Le scarpe rosse, segno della dignità papale, non ci sono più. Al loro posto un paio di sandali di cuoio con i calzini, che potrebbero essere quelli di un monaco qualunque, o magari di un turista tedesco a spasso per Roma. L’abito è invece rimasto quello bianco papale, simbolo di uno status che rimane anche dopo la rinuncia al pontificato. Ma lui, confida Ratzinger ad un giornalista tedesco, avrebbe preferito farsi chiamare semplicemente «padre Benedetto»; solo che allora era «troppo debole e stanco» per riuscire ad imporsi.
Ora, racconta Joerg Bremer, uno dei corrispondenti da Roma della Frankfurter Allgemeine nel colloquio pubblicato oggi sull’edizione domenicale del giornale, Ratzinger sembra aver ritrovato le sue forze. A 87 anni si muove senza bastone nella sua casa, la Mater Ecclesiae in Vaticano, i suoi occhi brillano e le sue risposte sono pronte e precise.
E, con grande attenzione avverte il giornalista su cosa può scrivere e cosa no. Come del suo desiderio, dopo la rinuncia, di essere chiamato semplicemente «Vater Benedikt»; «questo lo scriviamo?», domanda Bremer. «Faccia pure – risponde «padre Benedetto» – magari può essere d’aiuto».
Ma perché un papa emerito, che vive ritirato e si fa vedere in pubblico solo quando il papa in servizio lo invita (l’ultima volta per la beatificazione di Paolo VI), decide di parlare con un giornalista rompendo, con tutte le cautele del caso, la regola del silenzio che si è imposto da quando ha scelto di vivere come un monaco? Il motivo forse sta nell’uscita di un nuovo volume, il quarto, della raccolta dei suoi scritti.
Il fatto è che nel 1972, il professore di teologia Joseph Ratzinger, in uno scritto «Sulla questione dell’indissolubilità del matrimonio» si era espresso in termini possibilisti sulla riammissione all’eucarestia dei divorziati risposati; in alcuni casi particolari, aveva scritto Ratzinger,la riammissione poteva essere «coperta dalla tradizione».
Per la ripubblicazione, Ratzinger ha preferito riformulare le conclusioni e ribadire quel che ha affermato da cardinale e poi da papa, ossia l’intangibilità della dottrina sull’indissolubilità del matrimonio, con quanto ne consegue in tema di ammissione alla comunione.
Si può dire allora che il papa emerito è voluto entrare, e magari mettersi un po’ di traverso, nel dibattito voluto da Francesco in occasione del Sinodo dedicato a questi temi?
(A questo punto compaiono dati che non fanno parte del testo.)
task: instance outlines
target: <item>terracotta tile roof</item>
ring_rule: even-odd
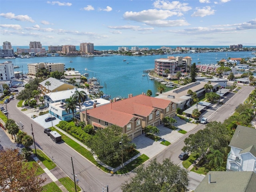
[[[141,94],[88,110],[87,113],[92,117],[123,127],[132,118],[138,118],[136,115],[146,117],[156,108],[165,109],[170,102]]]

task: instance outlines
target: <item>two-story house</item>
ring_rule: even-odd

Questa è una «totale assurdità», risponde Benedetto, che sottolinea di avere «ottimi contatti» con Francesco. La revisione del testo è stata decisa in agosto, alcuni mesi prima del sinodo, e non contiene «niente di nuovo».
Al riguardo, Ratzinger ricorda l’insegnamento di Giovanni Paolo II, « ed io stesso, da prefetto della congregazione per la dottrina della fede, ho scritto cose assai più radicali».
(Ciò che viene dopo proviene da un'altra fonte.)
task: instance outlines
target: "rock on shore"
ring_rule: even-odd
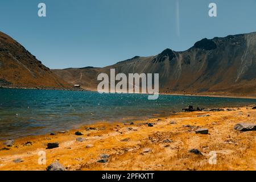
[[[234,129],[240,131],[256,131],[256,125],[253,123],[237,123]]]

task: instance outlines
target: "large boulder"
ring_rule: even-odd
[[[240,131],[256,131],[256,125],[253,123],[237,123],[234,129]]]

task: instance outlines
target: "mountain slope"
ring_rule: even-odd
[[[0,86],[69,88],[22,45],[0,32]]]
[[[96,90],[97,75],[109,74],[110,68],[117,73],[159,73],[162,93],[255,96],[256,32],[204,39],[185,51],[167,49],[102,68],[52,71],[69,82]]]

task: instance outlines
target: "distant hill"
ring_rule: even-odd
[[[100,73],[159,73],[162,93],[256,96],[256,32],[203,39],[187,51],[166,49],[102,68],[52,72],[72,84],[96,90]]]
[[[71,85],[54,75],[16,41],[0,32],[0,86],[63,88]]]

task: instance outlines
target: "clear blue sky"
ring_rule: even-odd
[[[46,18],[38,16],[40,2]],[[218,17],[209,16],[210,2]],[[256,31],[256,0],[1,0],[0,22],[50,68],[104,67]]]

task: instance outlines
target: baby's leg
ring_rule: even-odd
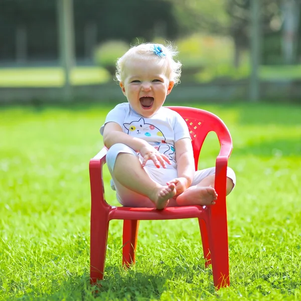
[[[196,176],[191,187],[177,198],[178,205],[215,204],[218,196],[214,188],[215,174],[215,168],[196,172]],[[228,168],[227,176],[226,194],[228,195],[234,186],[235,175],[231,169]]]
[[[123,187],[125,190],[147,197],[156,208],[163,209],[176,194],[174,184],[162,186],[153,181],[142,167],[135,152],[126,145],[114,144],[108,151],[106,159],[109,171],[116,182],[116,191],[121,199]],[[120,201],[122,202],[122,199]]]

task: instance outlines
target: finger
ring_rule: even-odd
[[[141,163],[141,165],[142,166],[142,167],[144,167],[146,164],[146,162],[149,160],[149,157],[148,157],[148,155],[147,155],[145,156],[144,156],[143,158],[143,161]]]
[[[161,157],[163,158],[164,161],[167,162],[170,165],[172,164],[171,161],[169,160],[168,157],[163,154],[161,155]]]
[[[159,162],[158,161],[158,160],[156,155],[155,154],[152,154],[149,156],[149,157],[150,157],[149,159],[151,160],[152,160],[153,162],[154,162],[155,166],[157,168],[160,168],[160,164]]]
[[[169,181],[168,182],[166,182],[167,185],[170,184],[171,183],[174,183],[175,184],[177,184],[179,182],[179,180],[178,179],[174,179],[173,180],[171,180],[171,181]]]
[[[163,168],[166,168],[166,164],[165,164],[165,162],[163,160],[163,157],[160,154],[157,154],[156,158],[162,166],[162,167]]]

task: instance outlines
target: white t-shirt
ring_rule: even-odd
[[[107,115],[100,128],[102,135],[105,124],[112,121],[118,123],[123,132],[145,140],[167,156],[172,163],[166,165],[167,168],[177,169],[175,143],[183,138],[190,138],[185,120],[177,112],[164,107],[152,117],[145,117],[137,114],[128,102],[119,103]],[[154,163],[149,160],[148,165]]]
Sempre con papa Wojtyla, del quale fu stretto collaboratore, Ratzinger ricorda, come riporta Bremer, che i divorziati risposati non devono peraltro essere esclusi dalla vita della Chiesa; ad esempio, secondo Benedetto, devono poter fare da padrini e madrine nel battesimo (attualmente molte diocesi richiedono la sottoscrizione di moduli, controfirmati dal parroco, in cui si dichiara, fra l’altro, «di non aver contratto matrimonio solo civile, né di convivere, né di aver procurato il divorzio»).
Nella mezz’ora di colloquio c’è ancora tempo per un pensiero in vista del Natale, in particolare per la Terra santa, che al papa emerito, biografo di Gesù, tocca particolarmente la memoria.
Perché Gesù non è stato solo spirito, la sua è una presenza databile e «questa dimensione terrena è importante per la fede degli uomini». Poi, al momento dei saluti, Benedetto mostra medaglie e ricordi del pontificato; «può tenerli, se vuole. Ma purché non si alimenti così il culto della personalità», scherza, con umorismo tedesco e prima di tornare al suo silenzio, il papa emerito che voleva essere chiamato soltanto «padre Benedetto».